Il faut ajouter à cela différents facteurs dont les conditions météorologiques. Il faut ensuite voir dans les différentes régions du pays comment chaque province a conçu son réseau, notamment pour ce qui est de la charge de base et des charges de pointe. Il n'y a donc pas de réponse facile à cette question.
Vous parlez d'une moyenne générale, mais c'est justement ça le problème. Il n'existe pas de moyenne semblable, car les localités éloignées diffèrent beaucoup les unes des autres selon leur niveau de développement économique et suivant les populations qu'on y retrouve.

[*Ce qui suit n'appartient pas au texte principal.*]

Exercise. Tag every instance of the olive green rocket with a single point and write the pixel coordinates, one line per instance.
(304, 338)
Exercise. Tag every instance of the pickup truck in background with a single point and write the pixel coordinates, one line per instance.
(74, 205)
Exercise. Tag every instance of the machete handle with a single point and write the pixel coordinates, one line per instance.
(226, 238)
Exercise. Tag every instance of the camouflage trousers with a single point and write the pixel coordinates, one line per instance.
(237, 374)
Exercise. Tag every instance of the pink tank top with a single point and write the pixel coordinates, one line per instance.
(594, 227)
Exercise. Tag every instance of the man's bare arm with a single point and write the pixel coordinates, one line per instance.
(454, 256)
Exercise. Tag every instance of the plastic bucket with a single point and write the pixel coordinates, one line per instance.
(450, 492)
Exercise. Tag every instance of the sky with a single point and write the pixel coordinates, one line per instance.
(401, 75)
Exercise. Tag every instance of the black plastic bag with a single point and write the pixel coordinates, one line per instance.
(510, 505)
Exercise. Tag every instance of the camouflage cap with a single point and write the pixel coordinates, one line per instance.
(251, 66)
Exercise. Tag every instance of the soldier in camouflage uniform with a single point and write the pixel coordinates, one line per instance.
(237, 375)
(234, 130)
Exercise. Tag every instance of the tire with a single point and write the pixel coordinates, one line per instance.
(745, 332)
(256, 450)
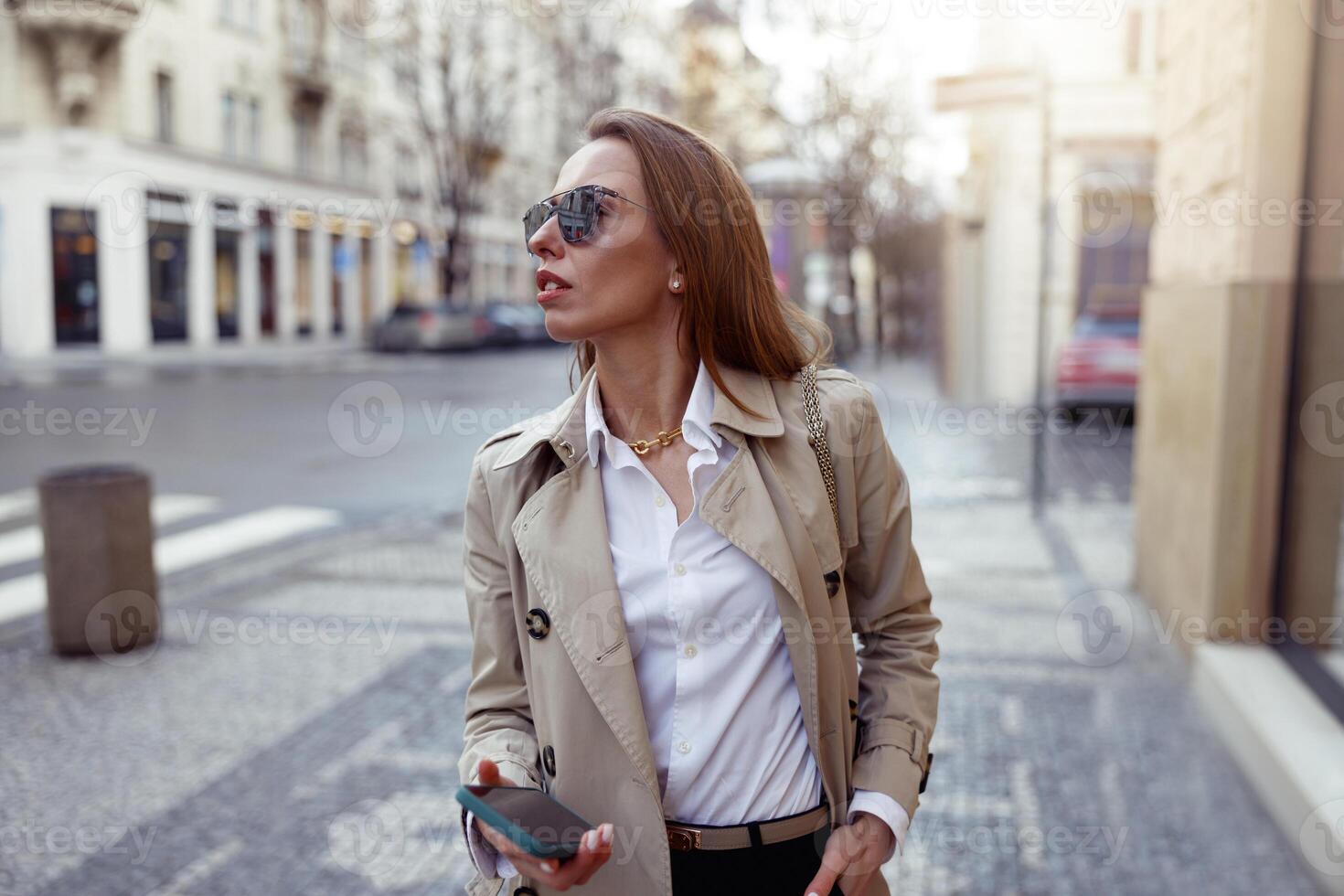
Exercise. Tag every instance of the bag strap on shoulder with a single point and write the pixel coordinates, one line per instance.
(817, 437)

Si vous devez composer avec des groupes autochtones, qu'il s'agisse d'Inuits plus au nord ou de Premières Nations — et encore là, tout dépend de quelles Premières Nations il s'agit — vous vous retrouvez avec différents niveaux de connaissance et de développement socioéconomique.
Le Conference Board a une initiative intitulée « Centre pour le Nord » qui nous permet d'explorer les enjeux liés aux localités éloignées depuis maintenant six ans. Il est ressorti de tout ce travail un message bien clair: il est vraiment difficile de trouver une solution homogène et d'application générale pour certains des problèmes en cause, qu'il s'agisse du développement des infrastructures, de la jeunesse autochtone ou de la gouvernance. Comme chaque région a son tissu social, ses caractéristiques et son ADN bien à elle, il m'est malheureusement impossible de vous répondre de façon générale.
Pour répondre à la seconde partie de votre question quant aux solutions envisageables pour les localités vraiment éloignées, en pensant sans doute à celles situées le plus au nord, je vous dirais que le stockage représente le plus grand défi. À l'heure actuelle, le diesel est la principale source de combustible. Il est livré une ou deux fois par année en fonction d'une estimation des besoins pour la saison à venir, en espérant que le tout sera suffisant. C'est une source d'énergie très polluante qui n'est pas vraiment efficiente en plus d'être bruyante. Le diesel est problématique à bien des égards.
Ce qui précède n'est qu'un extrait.